1. Hastalık sürüyor: Global ekonomide sorunlar devam ediyor ve Avrupa problemine elle tutulur bir çözüm bulunmuş değil.

2. İlaca/uyuşturucuya devam: Hastalık devam ettiği için likidite enjeksiyonu muazzam ölçüde artıyor ve devam edecek gözüküyor.

3. Mutluluğa devam: Yukarıdaki bu iki bileşen finansal piyasalarda yalancı bir coşkuya sebep oluyor ve bu coşkunun devamı çok olası."

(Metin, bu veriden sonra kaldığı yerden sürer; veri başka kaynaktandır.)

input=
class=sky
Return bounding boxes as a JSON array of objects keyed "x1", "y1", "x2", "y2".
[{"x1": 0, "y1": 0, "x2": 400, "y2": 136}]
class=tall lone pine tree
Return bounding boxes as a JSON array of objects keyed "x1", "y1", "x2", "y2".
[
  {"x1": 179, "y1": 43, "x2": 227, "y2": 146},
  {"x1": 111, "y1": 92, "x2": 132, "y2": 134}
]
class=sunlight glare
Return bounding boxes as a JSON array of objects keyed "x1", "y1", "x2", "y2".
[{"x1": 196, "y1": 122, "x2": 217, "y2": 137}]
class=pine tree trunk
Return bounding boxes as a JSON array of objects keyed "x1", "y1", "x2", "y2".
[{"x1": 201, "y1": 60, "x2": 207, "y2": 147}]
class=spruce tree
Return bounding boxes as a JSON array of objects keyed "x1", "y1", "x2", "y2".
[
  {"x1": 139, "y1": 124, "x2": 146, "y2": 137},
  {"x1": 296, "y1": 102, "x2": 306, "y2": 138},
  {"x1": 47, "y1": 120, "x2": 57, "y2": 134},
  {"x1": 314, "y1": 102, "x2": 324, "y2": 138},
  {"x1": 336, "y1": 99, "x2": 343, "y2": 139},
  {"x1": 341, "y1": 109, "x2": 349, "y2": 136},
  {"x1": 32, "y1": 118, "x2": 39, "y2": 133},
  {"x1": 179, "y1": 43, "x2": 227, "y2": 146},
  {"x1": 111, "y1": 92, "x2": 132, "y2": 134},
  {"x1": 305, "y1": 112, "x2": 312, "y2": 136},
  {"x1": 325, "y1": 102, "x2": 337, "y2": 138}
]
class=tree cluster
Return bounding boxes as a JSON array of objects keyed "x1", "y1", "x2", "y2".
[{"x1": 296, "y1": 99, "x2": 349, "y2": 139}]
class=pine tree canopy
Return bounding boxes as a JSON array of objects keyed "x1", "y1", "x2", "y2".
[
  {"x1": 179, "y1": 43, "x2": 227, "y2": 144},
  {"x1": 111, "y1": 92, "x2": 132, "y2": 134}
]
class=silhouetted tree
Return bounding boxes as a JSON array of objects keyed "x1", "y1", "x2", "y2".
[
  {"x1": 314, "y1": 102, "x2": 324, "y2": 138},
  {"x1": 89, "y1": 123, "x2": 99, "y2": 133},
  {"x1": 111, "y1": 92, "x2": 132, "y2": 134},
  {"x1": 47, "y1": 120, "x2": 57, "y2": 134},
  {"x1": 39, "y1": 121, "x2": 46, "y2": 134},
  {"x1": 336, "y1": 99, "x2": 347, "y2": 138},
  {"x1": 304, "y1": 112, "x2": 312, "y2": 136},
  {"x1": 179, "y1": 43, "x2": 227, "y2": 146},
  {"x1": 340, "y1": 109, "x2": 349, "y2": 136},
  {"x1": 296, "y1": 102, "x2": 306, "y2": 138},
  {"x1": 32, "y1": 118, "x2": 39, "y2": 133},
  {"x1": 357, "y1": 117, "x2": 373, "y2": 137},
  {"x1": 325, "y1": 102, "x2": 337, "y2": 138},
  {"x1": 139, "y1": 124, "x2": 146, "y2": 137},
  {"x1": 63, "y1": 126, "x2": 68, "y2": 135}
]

Gizem Öztok Altıntaş, "serotonin sendromu"nun ne olduğunu da anlatıyor. Diyor ki, "Serotonin dengesizliği depresyona yol açar ve ilaçlarla bu seviyenin dengelenmesine çalışılır. İlaçların bileşeni ve dozajın zamanlaması/ölçüsü doğru ayarlanamadığı takdirde "aşırı serotonerjik aktivite" ortaya çıkar ki hayati tehlikesi olan bir durumdur. Buna da tıpta "serotonin sendromu" denir.

Buradan hareketle içinde bulunduğumuz süreçte "MB'lerin likidite enjeksiyonunu ne kadar ve ne ölçüde" yapacakları dünya ekonomisinin gidişatı açısından kritik önem taşımakta. Az verilen bir likidite bir anda çöküntüye sebep olabileceği gibi, aşırı ve zamanlaması hatalı likidite enjeksiyonu da doz aşımına sebebiyet verebilir: Yani varlık fiyatlarında -ekonomik açıdan desteklenmeyen- bir balon oluşması ve o balonun her an patlaması riski (tıpkı serotonin sendromu gibi) var.

Finansal piyasaların gidişatını bu aşamada, ekonomik göstergeler değil, bu likiditenin miktarı belirleyecek. Sağlıklı ölçünün ne olduğunu kestirmek çok güç. Finansal piyasaları doğru öngörmek de ancak ne kadar likiditenin piyasaya çıkacağını ve fiyatların hangi ölçüdeki bir likiditeyi absorbe edeceğini kestirmekten geçiyor. Bu da cevaplaması neredeyse imkânsız bir soru. Geldiğimiz noktada ise, piyasa bu likiditeye bağımlılık kazanmış gibi gözükürken mutluluğu da artarak devam ediyor."

Ben Gizem Öztok Altınsaç'ın değerlemesini çok beğendim. Sayın okuyucularıma aktarıyorum.